Here’s a summary of Bavinck on human knowledge of God. It can be found in his Reformed Dogmatics, volume II, page 110. As you read this, also remember Bavinck’s constant chorus of the Creator/creature distinction. The following sounds pretty much like Turretin on the same topic. Don’t let anyone tell you that Bavinck wasn’t working with classic/historic Reformed distinctions!
“Theology must be called ectypal or analogical” instead of archetypal or univocal.
1) All our knowledge of God is from and through God, grounded in his revelation, that is, an objective revelation.
2) In order to convey the knowledge of him to his creatures, God has to come down to the level of his creatures and accommodated himself to their powers of comprehension.

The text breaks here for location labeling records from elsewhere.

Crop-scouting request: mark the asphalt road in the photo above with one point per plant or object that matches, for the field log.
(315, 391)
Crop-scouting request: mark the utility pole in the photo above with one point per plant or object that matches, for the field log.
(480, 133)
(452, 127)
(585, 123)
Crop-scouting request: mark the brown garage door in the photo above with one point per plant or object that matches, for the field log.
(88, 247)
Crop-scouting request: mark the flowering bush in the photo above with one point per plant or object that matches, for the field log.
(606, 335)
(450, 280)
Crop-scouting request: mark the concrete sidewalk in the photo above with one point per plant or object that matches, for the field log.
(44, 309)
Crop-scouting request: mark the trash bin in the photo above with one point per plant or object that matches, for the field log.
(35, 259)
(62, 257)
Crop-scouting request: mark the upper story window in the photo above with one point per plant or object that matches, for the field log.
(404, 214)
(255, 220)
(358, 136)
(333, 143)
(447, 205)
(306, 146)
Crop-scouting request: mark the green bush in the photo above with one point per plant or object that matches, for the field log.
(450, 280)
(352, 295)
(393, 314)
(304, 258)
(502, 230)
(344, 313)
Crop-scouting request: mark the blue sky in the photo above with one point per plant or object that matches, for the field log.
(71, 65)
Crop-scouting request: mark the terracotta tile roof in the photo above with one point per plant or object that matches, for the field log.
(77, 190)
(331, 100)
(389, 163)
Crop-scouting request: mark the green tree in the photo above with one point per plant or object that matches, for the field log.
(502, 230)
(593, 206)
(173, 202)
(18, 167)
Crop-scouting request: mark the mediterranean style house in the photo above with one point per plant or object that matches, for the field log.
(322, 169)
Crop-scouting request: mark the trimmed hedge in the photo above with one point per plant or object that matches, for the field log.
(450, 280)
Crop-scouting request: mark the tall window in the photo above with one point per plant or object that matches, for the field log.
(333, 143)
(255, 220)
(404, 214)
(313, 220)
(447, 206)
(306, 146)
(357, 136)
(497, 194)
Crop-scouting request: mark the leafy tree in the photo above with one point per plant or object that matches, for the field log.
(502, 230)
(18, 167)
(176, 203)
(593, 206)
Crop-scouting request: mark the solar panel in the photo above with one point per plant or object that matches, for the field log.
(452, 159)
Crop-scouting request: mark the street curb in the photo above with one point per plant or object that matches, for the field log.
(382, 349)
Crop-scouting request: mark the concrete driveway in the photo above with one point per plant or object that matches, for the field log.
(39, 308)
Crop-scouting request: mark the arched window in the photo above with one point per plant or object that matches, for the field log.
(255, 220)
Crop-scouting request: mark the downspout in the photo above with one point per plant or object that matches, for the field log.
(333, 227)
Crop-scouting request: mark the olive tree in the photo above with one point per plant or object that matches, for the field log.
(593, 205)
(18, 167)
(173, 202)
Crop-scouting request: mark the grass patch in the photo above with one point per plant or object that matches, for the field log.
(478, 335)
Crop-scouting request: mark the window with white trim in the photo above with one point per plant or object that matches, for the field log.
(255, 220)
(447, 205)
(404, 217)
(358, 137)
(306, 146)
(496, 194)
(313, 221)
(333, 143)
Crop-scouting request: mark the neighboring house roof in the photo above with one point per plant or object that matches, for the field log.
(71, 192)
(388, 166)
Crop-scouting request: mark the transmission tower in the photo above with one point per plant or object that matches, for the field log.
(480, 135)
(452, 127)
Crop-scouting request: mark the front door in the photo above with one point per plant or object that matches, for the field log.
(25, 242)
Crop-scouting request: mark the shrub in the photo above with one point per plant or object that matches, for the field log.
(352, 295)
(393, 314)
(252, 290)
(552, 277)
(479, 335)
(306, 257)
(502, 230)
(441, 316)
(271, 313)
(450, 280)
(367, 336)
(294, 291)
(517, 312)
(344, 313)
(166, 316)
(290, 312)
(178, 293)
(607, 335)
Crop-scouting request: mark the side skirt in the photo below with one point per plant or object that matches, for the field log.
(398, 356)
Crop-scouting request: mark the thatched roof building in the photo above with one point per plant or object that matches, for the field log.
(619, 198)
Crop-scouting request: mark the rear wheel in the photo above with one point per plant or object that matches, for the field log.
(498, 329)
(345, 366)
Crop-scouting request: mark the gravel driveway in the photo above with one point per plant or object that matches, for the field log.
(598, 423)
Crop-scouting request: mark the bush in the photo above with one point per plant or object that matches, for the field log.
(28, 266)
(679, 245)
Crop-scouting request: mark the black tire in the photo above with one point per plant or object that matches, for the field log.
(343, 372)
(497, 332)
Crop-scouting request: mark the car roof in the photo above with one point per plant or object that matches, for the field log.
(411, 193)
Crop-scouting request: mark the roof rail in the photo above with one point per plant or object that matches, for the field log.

3) The possibility of this condescension cannot be denied since it is given with creation, that is, with the existence of finite being.
4) Our knowledge of God is always only analogical in character; that is, shaped by analogy to what can be discerned of God in his creatures, having as its object not God himself in his knowable essence, but God in his revelation, his relation to us, in the things that pertain to his creatures. Accordingly, this knowledge is only a finite image, a faint likeness and creaturely impression of the perfect knowledge that God has of himself.
5) Finally, our knowledge of God is nevertheless true, pure, and trustworthy because it has for its foundation God’s self-consciousness, its archetype, and his self-revelation in the cosmos.